Un beau matin, tout cela finit brusquement. Mon maître m'enfourcha pour la dernière fois et me ramena à M. Marret. Je réintégrai ma place à la boutique patronale, plus usée, plus vieillie que jamais, définitivement ruinée. Cette fois, M. Marret ne voulut pas entreprendre de me redonner une jeunesse illusoire. Il me lava tant bien que mal, redressa mes pédales et m'abandonna dans un coin.

Rien n'était changé dans la boutique.

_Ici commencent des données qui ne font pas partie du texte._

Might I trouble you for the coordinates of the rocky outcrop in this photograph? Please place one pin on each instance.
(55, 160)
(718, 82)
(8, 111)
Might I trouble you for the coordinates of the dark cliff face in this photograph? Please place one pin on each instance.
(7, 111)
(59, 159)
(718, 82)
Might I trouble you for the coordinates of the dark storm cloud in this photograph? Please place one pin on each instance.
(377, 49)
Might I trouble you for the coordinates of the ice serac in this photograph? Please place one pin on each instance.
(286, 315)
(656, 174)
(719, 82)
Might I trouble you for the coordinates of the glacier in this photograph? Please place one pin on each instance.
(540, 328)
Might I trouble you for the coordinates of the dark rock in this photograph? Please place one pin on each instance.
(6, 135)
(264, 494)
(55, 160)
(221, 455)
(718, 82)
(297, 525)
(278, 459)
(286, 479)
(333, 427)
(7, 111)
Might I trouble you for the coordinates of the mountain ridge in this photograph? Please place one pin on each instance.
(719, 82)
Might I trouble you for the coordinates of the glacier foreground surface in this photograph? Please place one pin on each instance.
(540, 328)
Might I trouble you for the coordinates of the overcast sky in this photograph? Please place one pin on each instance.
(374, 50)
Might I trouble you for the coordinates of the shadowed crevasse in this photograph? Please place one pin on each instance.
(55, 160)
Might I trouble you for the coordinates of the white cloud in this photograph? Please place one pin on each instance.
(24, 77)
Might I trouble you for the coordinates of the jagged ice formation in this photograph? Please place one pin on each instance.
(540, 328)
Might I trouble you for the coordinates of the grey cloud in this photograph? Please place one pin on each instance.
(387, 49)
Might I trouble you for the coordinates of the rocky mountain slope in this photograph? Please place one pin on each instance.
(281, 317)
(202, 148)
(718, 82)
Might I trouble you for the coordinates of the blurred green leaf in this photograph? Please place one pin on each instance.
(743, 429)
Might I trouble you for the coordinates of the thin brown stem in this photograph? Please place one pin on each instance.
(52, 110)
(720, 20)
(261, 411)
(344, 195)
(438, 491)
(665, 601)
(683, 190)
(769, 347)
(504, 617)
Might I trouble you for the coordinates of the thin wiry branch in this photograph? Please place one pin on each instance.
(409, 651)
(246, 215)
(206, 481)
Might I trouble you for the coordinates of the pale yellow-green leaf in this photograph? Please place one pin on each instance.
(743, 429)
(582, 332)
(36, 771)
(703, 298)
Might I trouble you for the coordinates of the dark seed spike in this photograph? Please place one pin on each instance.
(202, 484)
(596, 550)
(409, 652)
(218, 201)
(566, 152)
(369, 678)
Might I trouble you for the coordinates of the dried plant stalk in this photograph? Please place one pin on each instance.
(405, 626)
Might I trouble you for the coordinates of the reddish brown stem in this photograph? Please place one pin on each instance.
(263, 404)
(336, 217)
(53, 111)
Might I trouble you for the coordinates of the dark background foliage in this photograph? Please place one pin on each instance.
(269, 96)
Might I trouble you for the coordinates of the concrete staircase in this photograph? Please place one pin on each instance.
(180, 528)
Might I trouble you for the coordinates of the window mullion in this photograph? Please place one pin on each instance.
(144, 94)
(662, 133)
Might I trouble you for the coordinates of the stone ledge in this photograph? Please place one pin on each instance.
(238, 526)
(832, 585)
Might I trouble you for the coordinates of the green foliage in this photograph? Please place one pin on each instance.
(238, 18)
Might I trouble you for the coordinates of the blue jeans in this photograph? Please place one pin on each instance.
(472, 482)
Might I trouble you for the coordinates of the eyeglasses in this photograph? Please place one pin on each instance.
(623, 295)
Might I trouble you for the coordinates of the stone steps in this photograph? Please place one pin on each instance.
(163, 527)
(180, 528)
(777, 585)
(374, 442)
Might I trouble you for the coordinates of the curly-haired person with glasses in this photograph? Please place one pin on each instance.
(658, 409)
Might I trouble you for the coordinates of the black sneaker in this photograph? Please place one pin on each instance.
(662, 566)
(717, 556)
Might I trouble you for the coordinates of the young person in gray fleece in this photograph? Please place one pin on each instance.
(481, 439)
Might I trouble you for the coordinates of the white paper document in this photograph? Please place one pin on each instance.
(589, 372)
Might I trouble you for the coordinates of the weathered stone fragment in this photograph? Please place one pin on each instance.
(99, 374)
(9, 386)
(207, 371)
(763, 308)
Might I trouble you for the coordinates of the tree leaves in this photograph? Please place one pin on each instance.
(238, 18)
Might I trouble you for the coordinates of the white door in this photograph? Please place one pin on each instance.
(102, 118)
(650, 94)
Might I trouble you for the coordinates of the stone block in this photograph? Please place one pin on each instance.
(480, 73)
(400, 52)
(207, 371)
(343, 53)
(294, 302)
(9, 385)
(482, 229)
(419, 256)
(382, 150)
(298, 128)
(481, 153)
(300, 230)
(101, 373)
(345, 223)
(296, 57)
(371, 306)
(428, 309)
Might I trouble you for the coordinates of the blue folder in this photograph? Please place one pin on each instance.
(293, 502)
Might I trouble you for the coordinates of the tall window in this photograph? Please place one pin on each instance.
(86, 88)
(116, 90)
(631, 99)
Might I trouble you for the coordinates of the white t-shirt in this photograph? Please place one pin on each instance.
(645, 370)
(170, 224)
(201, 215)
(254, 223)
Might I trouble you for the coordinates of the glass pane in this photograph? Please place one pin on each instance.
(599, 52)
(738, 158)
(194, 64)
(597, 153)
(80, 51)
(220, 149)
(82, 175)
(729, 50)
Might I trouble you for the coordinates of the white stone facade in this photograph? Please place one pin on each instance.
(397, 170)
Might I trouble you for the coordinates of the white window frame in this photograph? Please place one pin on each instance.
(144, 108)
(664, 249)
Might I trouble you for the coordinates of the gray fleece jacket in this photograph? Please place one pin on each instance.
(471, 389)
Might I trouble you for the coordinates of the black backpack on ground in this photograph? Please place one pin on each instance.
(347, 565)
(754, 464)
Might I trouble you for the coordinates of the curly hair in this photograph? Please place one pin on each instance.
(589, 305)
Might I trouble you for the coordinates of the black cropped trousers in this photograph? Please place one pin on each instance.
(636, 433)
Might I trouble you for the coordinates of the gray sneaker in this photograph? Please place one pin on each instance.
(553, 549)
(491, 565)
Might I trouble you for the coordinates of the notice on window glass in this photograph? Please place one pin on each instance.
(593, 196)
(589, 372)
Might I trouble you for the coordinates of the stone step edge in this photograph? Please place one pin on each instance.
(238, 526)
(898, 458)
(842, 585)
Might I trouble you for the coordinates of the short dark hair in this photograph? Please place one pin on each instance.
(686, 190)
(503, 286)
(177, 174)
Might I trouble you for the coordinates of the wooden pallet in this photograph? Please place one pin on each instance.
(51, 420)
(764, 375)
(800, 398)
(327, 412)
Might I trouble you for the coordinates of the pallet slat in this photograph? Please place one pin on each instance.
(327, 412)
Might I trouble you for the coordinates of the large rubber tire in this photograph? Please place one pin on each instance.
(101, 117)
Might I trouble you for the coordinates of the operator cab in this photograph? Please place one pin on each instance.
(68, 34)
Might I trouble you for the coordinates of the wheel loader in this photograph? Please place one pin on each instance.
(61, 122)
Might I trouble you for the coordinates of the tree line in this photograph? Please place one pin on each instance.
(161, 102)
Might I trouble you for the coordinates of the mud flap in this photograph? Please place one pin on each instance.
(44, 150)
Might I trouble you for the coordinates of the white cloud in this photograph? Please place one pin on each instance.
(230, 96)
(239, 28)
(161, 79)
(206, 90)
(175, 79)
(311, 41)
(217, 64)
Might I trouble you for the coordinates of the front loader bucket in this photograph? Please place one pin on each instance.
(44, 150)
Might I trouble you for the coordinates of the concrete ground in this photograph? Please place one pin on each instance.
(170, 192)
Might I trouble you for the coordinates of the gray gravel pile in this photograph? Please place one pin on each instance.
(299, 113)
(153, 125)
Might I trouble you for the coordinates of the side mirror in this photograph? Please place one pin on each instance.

Sur les murs, des outils, des jantes accrochées, des tubes, de vieux guidons rouillés, des paquets de raies, des ferrailles de toutes sortes et même des parapluies. Sur l'établi, c'était toujours le même désordre, le pêle-mêle où s'était toujours complu M. Marret: des casserolles pleines d'huile et de pétrole, des tenailles, des pinces de toutes dimensions, des fers à souder, un pain d'ammoniaque, des bouts d'étain et une énorme quantité de pièces de fer, accumulées là depuis une vingtaine d'années par la négligence du patron.

Dans cet antre, il régnait une odeur fétide, faite d'huile et d'essence, de bois brûlé et de caoutchouc. Le carrelage disparaissait sous une épaisse couche de poudre d'acier, poussière huileuse qui n'avait jamais connu le balai.

Dans le coin où j'étais, j'observais les autres bécanes de location. Elles avaient vieilli, mais pas autant que moi. Je pouvais voir sur chacune d'elles les effets des services qu'elles avaient rendus et cela me consolait un peu de mes déboires. Il y en avait une, la plus jeune, - celle que M. Marret a fait venir de Paris au printemps dernier - qui avait beaucoup souffert. Elle aussi avait besoin d'un savon et je voyais avec jalousie M. Marret préparer des casserolles de pétrole, sortir des raies neuves et une jolie selle souple pour en parer sa préférée.

Et maintenant, je roupille dans mon coin, couverte de toute la boue de l'été, de la fumée de la forge, de la poussière de la boutique, dans l'isolement d'une carrière trop bien remplie. Dans les faveurs de mon maître, une autre m'a remplacée. Et je ne vis plus que par les souvenirs qui me hantent: visions féériques de la Grévelle, pauvranna [sic] bleuté de Gré- [sic] Mont Saint-Michel dans l'éblouissant feu d'artifice d'un matin de septembre.

Montfarville, septembre 1931 - Paris, mars 1932.